Kwan Sin was not the only Jew to have an oriental look; within a few dozen generations, even after they had built their synagogue in 1163 and became closer as a community, Jews of Kai Feng Fu married with the people of the town, absorbing them into their rituals and practices. They were to stay there for many years, worshipping in their synagogue. When the Chinese conducted memorials for their ancestors the Jews of Kai Feng Fu did so too, filling bowls with incense in memory of Abraham, Isaac and Jacob, and Aaron and Joshua and Ezra. They used a ritual bath, as did their distant brethren of the West, and killed their animals for the table according to the laws of kashrus. But they ate their meals with chopsticks.
When Amos dies at the age of eighty-three he left the world convinced that he had wrought well with his life; and indeed he had. Eventually his seed would peter out many centuries hence when the greatest war of all times engulfed the remnants of the people of Kai Fen fu. But Amos could not know that, and so he died contented.
After he had bade his brother Amos farewell, so many years before, Reuben had set off northward, taking ship as a deckhand on one of the many boats that plied the Volga, leaving the Caspian Sea behind, and making his way to the very edges of the Khazar kingdom, and beyond across two more great rivers the Don and the Dneiper, before coming to rest eventually in a tiny village deep in the sheep rearing country north of Olbia.
Here at last he settled. He married a woman of the Khazars, and when she had given him eleven children and died of the effort, married another who was almost as fruitful and gave him six more. He was not always as grateful to God as he might been for the richness of his family life, for it left him very poor in every other way; but they all loved him, and wept when they were old enough to be sent out to make their ways in the world.
Some of his sons went to Olbia to make their livings, and did well enough; long after, when the town had been renamed Odessa, their children’s children became pillars of the Jewish community there, for the
y had brought from their life with their father Reuben a great affection for the practices of their religion, and kept every festival and fast most faithfully.

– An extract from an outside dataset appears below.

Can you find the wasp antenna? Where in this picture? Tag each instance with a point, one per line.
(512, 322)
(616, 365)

Yet for Reuben in his old age, the favourite of all his children was Obadiah. He was a thin young man with very large dark eyes set deep in a pale face, and a passion for the study of the Torah that sometimes awed his father. Reuben could of course read and write – every Jew could do that, for how could he be called to be Bar Mitzvah unless he was literate? – but the years of dealing with fleeces and recalcitrant rams and the killing of lambs for the tables of his neighbours had rusted his ability to find his way among the ancient scrolls. So when Obadiah sat hunched over them in the synagogue the old man would watch him and smile proudly into his prayer shawl.
Obadiah might never had married at all, had not Reuben become concerned for his future when he no longer had a father to feed and care for him. The old man entered into very complex and protracted negotiations with a family in Byzantium, using the services of on the Radhanites who passed through Olbia, and after the exchange of many fat sheep sent the bemused scholar there, amid many fatherly tears, to settle down as the husband of a rich man’s daughter.
Obadiah managed to sire six sons of his own, and so spent the rest of his life happily in his books. One of his sons followed him, so started a tradition of scholarship among the descendants of Micah that was to last for many generations. Long after Byzantium, had lost its early glory and had become Constantinople, the family of Simon Ben Chazen, the ‘son of the singer of Israel, as Obadiah’s son was called, was respected for it’s scholarship, if despised for its poverty. It is a sad truth that learning and wealth made bad bedfellows.